7. Shared Memory Manager
In order to realize multi-process communication in Python, the Pipe Queue mentioned above deeply copies the information that needs to be communicated from the memory for other threads to use (the more threads that need to be distributed, the more memory it occupies). For shared memory, the interpreter will be responsible for maintaining a shared memory (without deep copying), which can be read by every process, and the management will be followed when reading and writing (so don’t think that using shared memory will definitely make it faster) .
Manager can create a shared memory area, but the data stored in it needs to be in a specific format, Value can store values, and Array can store arrays, as follows. It is not recommended for people who think they are weak in writing code to try. The following example comes from the Document on the Python official website .
# https://docs.python.org/3/library/multiprocessing.html?highlight=multiprocessing%20array#multiprocessing.Array
from multiprocessing import Process, Lock
from multiprocessing.sharedctypes import Value, Array
from ctypes import Structure, c_double
class Point(Structure):
_fields_ = [('x', c_double), ('y', c_double)]
def modify(n, x, s, A):
n.value **= 2
x.value **= 2
s.value = s.value.upper()
for a in A:
a.x **= 2
a.y **= 2
if __name__ == '__main__':
lock = Lock()
n = Value('i', 7)
x = Value(c_double, 1.0/3.0, lock=False)
s = Array('c', b'hello world', lock=lock)
A = Array(Point, [(1.875,-6.25), (-5.75,2.0), (2.375,9.5)], lock=lock)
p = Process(target=modify, args=(n, x, s, A))
p.start()
p.join()
print(n.value)
print(x.value)
print(s.value)
print([(a.x, a.y) for a in A])
I deleted the shared_momery introduction of Python 3.8, there is a bug in this part
The following is from Stack Overflow, thuzhf's answer 2021-01 under the question Shared memory in multiprocessing :
For those interested in using Python3.8 's shared_memory module, it still has a bug which hasn’t been fixed and is affecting Python3.8/3.9/3.10 by now (2021-01-15).
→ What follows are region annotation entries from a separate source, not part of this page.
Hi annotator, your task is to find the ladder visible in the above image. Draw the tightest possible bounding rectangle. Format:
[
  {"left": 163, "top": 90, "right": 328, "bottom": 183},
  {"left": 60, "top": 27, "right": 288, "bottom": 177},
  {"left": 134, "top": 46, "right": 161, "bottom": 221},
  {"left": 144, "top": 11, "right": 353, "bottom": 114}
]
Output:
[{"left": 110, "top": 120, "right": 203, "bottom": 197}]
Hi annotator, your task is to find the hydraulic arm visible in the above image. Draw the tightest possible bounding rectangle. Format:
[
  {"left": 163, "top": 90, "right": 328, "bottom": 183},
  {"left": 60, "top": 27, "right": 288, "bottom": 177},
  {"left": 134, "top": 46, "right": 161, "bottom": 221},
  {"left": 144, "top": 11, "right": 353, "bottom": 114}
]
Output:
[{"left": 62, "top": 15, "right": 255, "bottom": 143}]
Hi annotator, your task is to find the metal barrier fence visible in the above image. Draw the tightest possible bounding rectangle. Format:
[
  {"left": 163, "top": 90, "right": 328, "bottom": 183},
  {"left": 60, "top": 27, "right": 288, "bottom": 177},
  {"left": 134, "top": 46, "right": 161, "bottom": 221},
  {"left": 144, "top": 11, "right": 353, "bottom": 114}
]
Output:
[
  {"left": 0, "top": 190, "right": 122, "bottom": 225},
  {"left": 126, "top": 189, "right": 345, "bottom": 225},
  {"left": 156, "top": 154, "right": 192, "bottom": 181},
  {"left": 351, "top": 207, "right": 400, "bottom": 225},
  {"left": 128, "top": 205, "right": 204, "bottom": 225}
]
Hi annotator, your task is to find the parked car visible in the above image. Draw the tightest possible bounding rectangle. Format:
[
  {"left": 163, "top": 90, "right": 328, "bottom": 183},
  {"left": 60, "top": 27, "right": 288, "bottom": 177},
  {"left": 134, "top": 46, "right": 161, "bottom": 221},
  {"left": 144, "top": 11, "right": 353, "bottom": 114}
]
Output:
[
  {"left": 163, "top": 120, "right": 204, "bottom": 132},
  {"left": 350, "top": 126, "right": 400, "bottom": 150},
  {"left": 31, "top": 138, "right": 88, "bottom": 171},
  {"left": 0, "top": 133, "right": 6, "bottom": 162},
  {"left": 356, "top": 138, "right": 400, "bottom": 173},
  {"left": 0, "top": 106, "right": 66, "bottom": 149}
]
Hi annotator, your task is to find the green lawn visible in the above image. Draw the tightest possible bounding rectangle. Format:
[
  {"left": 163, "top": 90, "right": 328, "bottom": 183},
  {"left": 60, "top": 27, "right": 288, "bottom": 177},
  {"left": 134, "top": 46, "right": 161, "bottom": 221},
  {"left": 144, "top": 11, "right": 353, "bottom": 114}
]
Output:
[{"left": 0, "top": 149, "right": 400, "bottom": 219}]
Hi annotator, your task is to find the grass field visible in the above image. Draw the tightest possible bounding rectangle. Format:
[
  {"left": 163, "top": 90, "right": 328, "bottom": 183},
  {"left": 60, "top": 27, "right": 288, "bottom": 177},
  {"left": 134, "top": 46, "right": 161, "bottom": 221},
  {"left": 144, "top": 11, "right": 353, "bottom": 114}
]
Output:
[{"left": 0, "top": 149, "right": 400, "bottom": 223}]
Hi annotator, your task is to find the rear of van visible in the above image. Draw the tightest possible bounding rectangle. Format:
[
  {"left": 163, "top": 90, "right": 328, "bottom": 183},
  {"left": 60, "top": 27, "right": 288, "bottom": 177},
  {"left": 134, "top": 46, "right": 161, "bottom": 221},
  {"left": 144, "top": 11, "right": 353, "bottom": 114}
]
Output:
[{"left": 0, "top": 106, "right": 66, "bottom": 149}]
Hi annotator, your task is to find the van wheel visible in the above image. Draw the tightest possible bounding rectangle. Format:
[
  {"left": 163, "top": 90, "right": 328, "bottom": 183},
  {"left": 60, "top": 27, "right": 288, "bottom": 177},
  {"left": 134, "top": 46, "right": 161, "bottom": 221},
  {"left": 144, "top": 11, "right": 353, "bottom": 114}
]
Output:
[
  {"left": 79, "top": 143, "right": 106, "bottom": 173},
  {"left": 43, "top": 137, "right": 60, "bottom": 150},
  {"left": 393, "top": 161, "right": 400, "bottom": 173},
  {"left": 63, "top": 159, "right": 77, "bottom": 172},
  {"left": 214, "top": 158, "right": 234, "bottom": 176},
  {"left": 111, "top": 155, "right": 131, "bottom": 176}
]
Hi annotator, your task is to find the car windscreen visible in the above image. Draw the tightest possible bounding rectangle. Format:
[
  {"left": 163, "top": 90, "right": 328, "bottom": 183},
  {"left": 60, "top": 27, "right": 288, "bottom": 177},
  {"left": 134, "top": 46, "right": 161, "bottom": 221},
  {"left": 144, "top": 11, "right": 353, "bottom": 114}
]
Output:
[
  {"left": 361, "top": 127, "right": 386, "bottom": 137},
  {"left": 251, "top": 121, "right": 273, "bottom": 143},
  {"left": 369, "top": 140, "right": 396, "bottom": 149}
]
The bug is about resource tracker destroys shared memory segments when other processes should still have valid access. So take care if you use it in your code.
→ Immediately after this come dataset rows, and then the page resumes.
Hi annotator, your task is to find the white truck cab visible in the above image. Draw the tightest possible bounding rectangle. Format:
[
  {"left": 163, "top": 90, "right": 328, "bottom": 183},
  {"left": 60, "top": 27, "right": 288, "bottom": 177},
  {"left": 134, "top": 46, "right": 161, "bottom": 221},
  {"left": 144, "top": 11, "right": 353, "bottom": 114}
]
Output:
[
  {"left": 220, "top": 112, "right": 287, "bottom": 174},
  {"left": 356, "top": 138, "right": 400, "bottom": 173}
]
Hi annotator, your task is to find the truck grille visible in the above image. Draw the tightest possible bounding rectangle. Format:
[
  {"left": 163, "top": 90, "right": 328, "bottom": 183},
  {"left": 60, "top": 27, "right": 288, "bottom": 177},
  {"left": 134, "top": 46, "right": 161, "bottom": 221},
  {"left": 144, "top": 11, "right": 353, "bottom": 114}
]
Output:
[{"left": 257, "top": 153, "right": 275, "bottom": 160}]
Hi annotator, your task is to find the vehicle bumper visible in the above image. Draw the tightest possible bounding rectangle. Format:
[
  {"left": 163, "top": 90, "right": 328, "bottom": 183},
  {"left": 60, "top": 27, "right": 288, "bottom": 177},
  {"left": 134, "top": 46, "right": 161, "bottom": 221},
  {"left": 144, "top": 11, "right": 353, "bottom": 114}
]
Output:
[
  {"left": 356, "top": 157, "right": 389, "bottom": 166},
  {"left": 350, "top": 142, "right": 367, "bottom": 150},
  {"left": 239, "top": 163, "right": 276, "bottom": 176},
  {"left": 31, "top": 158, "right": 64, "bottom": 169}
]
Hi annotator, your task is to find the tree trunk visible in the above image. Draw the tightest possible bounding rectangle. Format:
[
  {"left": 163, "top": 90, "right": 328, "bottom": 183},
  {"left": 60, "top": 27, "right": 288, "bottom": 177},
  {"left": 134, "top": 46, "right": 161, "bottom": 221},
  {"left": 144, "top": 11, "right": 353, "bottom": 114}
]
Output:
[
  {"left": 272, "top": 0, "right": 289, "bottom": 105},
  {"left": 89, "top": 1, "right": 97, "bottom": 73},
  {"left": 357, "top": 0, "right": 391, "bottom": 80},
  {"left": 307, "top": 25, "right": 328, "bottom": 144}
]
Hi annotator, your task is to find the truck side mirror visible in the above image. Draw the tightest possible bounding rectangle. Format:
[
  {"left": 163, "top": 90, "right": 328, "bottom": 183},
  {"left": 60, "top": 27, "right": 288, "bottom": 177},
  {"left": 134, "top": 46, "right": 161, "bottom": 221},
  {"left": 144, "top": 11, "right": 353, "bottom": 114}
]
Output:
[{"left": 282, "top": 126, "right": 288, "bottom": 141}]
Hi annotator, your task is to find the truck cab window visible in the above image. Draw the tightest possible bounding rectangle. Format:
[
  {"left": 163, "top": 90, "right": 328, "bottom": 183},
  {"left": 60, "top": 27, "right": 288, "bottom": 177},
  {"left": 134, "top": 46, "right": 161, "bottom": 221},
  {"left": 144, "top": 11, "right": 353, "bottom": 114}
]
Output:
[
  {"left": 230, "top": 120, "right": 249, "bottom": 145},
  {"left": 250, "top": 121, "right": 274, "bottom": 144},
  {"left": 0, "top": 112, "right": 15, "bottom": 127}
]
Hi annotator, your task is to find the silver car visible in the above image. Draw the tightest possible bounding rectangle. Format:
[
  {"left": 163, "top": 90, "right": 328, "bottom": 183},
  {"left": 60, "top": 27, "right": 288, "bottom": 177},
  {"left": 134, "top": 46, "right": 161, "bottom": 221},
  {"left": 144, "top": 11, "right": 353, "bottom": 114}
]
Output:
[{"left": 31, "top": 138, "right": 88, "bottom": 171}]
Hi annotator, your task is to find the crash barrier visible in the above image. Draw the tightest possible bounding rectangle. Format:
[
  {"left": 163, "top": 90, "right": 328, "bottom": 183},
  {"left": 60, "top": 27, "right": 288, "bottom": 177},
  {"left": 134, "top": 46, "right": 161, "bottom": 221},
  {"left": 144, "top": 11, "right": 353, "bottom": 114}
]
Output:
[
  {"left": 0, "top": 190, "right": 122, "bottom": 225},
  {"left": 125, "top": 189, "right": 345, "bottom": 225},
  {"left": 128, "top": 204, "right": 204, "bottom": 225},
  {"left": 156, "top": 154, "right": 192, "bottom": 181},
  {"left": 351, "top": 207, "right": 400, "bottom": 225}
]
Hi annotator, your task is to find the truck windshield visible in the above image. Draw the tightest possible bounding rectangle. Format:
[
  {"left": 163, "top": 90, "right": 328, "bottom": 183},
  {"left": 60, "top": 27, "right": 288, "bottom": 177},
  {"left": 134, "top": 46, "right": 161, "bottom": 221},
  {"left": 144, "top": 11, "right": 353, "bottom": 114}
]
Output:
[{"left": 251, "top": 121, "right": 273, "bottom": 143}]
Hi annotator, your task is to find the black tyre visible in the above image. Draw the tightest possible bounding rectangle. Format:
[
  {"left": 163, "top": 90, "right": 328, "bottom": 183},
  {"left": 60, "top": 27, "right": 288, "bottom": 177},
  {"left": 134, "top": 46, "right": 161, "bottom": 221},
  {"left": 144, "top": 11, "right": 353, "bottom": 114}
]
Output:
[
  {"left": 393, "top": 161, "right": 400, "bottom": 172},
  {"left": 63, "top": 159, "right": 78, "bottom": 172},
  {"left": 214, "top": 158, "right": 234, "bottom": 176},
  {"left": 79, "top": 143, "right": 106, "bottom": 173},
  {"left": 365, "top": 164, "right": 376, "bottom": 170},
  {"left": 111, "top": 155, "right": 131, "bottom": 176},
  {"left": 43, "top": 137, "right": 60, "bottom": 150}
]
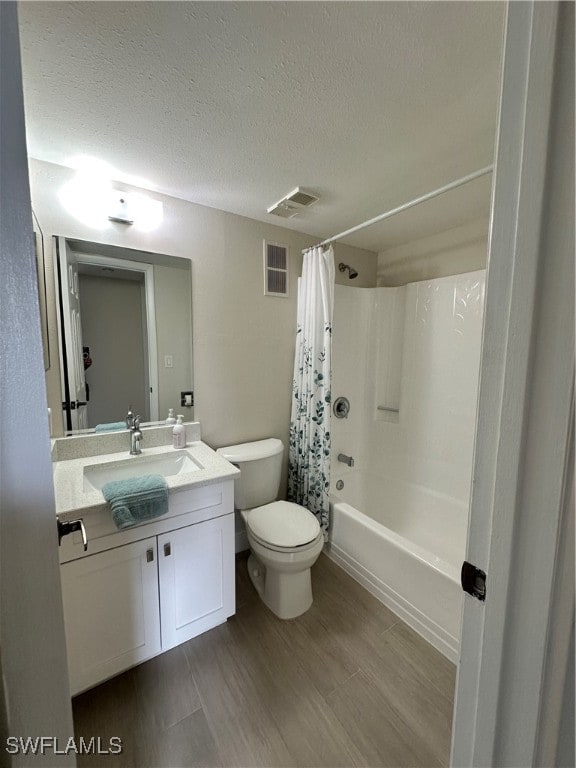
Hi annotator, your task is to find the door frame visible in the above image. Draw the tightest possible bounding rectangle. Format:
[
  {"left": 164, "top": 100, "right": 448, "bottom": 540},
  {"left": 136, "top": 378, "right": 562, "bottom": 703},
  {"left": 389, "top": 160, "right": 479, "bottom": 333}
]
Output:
[{"left": 451, "top": 2, "right": 575, "bottom": 766}]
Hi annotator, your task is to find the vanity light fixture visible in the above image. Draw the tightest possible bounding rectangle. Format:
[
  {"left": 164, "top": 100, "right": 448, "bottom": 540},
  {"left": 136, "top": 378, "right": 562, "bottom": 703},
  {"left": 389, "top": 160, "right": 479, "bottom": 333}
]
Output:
[{"left": 108, "top": 191, "right": 134, "bottom": 224}]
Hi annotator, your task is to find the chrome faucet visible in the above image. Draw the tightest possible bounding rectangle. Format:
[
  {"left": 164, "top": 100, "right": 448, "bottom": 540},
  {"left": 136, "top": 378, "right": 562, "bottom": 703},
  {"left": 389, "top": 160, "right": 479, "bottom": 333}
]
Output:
[{"left": 130, "top": 416, "right": 142, "bottom": 456}]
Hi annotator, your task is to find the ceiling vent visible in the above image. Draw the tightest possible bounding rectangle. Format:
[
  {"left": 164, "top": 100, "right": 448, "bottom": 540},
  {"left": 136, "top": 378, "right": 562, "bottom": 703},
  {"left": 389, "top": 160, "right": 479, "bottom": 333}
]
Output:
[{"left": 267, "top": 187, "right": 318, "bottom": 219}]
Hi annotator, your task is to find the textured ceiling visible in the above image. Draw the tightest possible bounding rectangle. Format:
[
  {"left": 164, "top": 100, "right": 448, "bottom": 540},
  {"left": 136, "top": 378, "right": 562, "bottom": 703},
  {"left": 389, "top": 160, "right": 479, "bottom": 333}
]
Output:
[{"left": 19, "top": 1, "right": 505, "bottom": 251}]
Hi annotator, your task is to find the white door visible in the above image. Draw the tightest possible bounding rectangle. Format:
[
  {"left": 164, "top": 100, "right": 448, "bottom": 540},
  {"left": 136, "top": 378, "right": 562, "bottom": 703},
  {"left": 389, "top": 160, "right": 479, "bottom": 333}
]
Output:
[
  {"left": 56, "top": 237, "right": 88, "bottom": 429},
  {"left": 158, "top": 515, "right": 235, "bottom": 651},
  {"left": 451, "top": 2, "right": 574, "bottom": 767},
  {"left": 61, "top": 536, "right": 160, "bottom": 695}
]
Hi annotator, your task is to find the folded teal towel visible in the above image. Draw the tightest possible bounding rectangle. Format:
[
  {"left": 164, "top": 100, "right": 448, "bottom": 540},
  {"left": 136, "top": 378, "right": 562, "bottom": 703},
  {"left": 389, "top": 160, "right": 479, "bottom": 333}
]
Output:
[
  {"left": 102, "top": 475, "right": 168, "bottom": 529},
  {"left": 94, "top": 421, "right": 128, "bottom": 432}
]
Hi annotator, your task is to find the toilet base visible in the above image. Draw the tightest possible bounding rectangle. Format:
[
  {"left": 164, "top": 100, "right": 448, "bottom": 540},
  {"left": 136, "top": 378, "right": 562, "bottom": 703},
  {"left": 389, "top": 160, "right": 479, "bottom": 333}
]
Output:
[{"left": 248, "top": 552, "right": 316, "bottom": 619}]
PyTorch also has its own multi-process torch.multiprocessing
How to share a list of tensors in PyTorch multiprocessing? rozyang's answer is very simple, the core code is as follows:
import torch.multiprocessing as mp
tensor.share_memory_()
The text is over, I put part of the multiprocessing code on github . I hope everyone can write a multithreading that satisfies them. When I design high-performance multi-processing, I will abide by the following rules:
- Pass as little data as possible
- Minimize the load on the main thread
- Try not to let a process wait stupidly
- Minimize the frequency of inter-process communication
The open source Deep Reinforcement Learning (DRL) algorithm Kuberkley 's Ray-project Rllib is fast to train, but too complicated, and OpenAI's SpinningUp is simple, but not fast. I just know a little bit more process, Numpy, deep learning framework, deep reinforcement learning and other two-layer optimization algorithms, so I think it is not difficult to write a DRL library, so I open source the reinforcement learning library: Xiaoya ElegantRL . Let others take a good look at it. The DRL library is quite simple. Why make something so complicated?
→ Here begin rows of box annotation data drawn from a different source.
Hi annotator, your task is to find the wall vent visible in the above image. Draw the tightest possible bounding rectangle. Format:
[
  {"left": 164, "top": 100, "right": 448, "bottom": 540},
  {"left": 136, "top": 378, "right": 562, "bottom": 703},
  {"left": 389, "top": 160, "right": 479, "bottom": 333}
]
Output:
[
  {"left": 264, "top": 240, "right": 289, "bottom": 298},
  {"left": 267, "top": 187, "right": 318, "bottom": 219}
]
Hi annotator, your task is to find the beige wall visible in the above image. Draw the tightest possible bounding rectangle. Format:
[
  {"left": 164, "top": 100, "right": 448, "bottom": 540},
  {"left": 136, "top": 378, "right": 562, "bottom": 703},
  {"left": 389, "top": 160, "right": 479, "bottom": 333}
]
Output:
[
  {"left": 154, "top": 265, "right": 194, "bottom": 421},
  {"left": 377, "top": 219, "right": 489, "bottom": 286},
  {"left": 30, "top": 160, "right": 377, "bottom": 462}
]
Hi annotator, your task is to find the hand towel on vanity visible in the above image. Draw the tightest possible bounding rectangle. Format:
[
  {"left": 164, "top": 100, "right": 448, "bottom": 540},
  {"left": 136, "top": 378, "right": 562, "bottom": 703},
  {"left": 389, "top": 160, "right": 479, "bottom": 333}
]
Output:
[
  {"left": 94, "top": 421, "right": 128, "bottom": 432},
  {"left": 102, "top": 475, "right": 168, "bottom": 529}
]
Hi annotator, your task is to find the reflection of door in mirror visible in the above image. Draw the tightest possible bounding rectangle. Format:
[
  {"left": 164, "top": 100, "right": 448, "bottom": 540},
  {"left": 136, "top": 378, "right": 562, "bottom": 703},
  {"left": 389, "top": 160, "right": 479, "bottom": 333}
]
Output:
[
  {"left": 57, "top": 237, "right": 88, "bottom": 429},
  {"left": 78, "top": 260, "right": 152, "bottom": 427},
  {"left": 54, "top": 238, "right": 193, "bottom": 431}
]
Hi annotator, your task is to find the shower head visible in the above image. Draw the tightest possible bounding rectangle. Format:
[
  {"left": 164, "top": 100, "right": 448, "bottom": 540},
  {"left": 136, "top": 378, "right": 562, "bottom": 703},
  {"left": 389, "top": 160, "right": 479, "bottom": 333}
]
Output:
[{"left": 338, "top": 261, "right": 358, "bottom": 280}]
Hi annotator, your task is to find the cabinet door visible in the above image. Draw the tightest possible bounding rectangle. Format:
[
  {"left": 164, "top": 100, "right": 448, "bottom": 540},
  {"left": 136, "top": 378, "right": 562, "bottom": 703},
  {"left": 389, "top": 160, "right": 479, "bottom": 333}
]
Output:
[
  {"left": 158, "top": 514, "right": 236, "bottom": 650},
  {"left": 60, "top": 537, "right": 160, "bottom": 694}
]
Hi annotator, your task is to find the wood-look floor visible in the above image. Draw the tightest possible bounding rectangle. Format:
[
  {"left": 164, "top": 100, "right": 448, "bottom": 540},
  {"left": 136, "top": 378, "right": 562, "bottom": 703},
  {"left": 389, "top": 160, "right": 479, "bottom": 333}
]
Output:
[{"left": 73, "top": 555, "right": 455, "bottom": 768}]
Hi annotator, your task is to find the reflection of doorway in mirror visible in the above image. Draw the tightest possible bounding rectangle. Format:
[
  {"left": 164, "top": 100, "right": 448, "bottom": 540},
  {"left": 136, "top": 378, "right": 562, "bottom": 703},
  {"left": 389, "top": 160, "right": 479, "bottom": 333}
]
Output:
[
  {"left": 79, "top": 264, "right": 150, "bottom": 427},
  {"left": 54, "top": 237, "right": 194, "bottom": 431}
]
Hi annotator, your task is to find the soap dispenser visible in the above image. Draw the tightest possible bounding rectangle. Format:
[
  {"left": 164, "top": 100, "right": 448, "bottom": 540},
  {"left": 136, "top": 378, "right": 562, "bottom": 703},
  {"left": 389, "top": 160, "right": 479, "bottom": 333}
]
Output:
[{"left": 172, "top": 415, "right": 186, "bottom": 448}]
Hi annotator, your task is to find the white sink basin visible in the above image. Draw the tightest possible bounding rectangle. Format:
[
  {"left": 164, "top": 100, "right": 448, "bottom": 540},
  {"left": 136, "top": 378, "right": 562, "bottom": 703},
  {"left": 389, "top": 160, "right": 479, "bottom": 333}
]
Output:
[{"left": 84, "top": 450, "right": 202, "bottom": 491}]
Although this library will always keep the framework small and the code elegant to facilitate people who get started with deep reinforcement learning, ElegantRL puts training efficiency first (because of this, ElegantRL and SpinningUp have different positioning), so I need to use Python's multi-process To speed up the training of DRL. So by the way, I wrote [Elegantly use multi-process in Python] this article.